Enloquecido por la pena y sintiéndose definitivamente derrotado y a la espera de la Muerte, Cristóbal Álvarez caminó tembloroso por la catedral hasta dejarse caer en un rincón oscuro, sobre una losa, donde se sumió en un profundo llanto. En algún momento, una voz femenina se abrió paso entre su propia desorientación hasta ser percibida nítidamente por su oído; una voz compasiva, que le ofrecía ayuda y depositaba unas monedas en el suelo. El Maestro alzó los ojos y por primera vez en su Vida su mirada se cruzó con la de Beatriz, apenas un segundo, mientras ella ya se alejaba a susurrar sus plegarias al Señor.

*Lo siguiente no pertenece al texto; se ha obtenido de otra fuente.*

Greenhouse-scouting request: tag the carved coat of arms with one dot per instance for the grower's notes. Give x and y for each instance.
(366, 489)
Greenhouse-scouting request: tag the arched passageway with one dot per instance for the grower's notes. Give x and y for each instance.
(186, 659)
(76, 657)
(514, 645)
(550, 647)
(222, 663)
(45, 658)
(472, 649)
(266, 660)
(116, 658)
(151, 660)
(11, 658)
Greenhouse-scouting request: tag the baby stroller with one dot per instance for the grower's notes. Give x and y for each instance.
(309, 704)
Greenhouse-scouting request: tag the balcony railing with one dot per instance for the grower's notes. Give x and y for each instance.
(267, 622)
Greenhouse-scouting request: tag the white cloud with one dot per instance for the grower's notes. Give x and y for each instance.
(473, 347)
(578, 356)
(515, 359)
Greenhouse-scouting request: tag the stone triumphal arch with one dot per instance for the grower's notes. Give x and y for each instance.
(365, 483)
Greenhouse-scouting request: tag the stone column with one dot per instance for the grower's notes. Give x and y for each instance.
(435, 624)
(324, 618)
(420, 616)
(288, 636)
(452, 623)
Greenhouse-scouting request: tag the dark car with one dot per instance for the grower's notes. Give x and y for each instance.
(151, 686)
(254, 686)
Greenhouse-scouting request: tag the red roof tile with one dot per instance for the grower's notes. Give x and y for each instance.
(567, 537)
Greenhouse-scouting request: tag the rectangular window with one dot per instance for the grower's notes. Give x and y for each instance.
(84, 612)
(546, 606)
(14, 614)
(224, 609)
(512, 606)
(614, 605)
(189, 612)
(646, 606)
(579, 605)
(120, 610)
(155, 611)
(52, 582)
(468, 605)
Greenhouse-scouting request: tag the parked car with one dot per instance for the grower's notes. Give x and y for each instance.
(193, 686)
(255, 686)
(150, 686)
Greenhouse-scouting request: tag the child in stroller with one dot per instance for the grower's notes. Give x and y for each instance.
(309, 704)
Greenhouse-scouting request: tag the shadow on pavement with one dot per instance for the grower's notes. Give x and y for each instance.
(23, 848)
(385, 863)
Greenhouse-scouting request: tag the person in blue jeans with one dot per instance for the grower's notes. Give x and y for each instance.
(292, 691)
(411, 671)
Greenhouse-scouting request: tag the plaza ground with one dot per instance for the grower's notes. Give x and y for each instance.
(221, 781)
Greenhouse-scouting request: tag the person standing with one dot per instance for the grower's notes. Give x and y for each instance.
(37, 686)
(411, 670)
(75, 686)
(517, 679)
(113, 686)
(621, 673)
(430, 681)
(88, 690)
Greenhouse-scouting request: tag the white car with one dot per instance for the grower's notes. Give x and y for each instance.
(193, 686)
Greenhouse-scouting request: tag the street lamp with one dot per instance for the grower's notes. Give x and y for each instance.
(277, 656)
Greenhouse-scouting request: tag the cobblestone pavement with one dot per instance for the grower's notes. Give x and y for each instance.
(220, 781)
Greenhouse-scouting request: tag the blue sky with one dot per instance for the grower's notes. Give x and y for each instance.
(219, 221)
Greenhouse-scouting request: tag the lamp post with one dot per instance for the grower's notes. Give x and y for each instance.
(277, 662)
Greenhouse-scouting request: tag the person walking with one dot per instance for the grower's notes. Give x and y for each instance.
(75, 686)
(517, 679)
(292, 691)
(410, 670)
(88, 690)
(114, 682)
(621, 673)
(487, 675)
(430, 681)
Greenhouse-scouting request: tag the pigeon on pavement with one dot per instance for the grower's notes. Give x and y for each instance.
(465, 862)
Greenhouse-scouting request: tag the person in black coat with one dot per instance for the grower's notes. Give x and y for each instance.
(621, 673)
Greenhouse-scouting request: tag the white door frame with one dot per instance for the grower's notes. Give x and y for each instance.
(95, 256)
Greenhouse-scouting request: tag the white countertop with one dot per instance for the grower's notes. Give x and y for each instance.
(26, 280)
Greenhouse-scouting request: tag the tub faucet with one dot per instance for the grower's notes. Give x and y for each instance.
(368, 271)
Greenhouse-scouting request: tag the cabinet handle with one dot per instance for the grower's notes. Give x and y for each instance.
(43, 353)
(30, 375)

Sin osar perturbar el estado de infinita felicidad que la joven parecía alcanzar al rezar, Cristóbal salió del templo, entendiendo por vez primera que el pretendiente con el que tenía que batirse el cobre por la dama de su corazón no era de este mundo, no traía la Muerte bajo su brazo, sino que era el Señor de la Vida. Aún conmocionado por la súbita revelación, se internó por la oscura calle de Las Gradillas y reparó en un escultor que, a la luz de una candela, proseguía su pertinaz labor de rematar la crestería de la capilla de la Piedad de la catedral. Le recordó a él mismo hacía unos años, y por ello no pudo proseguir su camino sin hablarle, él que rehuía la palabra. Un halo de gravedad en su petición al escultor de bajar a escuchar su historia hizo a éste aceptar. Y allí se encontraron los dos, en una posada de la ciudad de Ávila, Cristóbal Álvarez y Vasco de la Zarza, y conversaron hasta romperse el alba, sincerándose en un diálogo de hondas confidencias.

Al amanecer de ese día, Cristóbal profesó como religioso en el convento de San Francisco de Ávila. Vasco de la Zarza volvió a su obra y talló sobre ella dos medallones representando la historia del Maestro para ser recordada por siempre, como enseñanza para las generaciones venideras.

Y desde ese momento, en Ávila la calle de Las Gradillas, posteriormente llamada calle de la Cruz y calle de la Cruz Vieja, se conoce popularmente como calle de la Muerte y la Vida.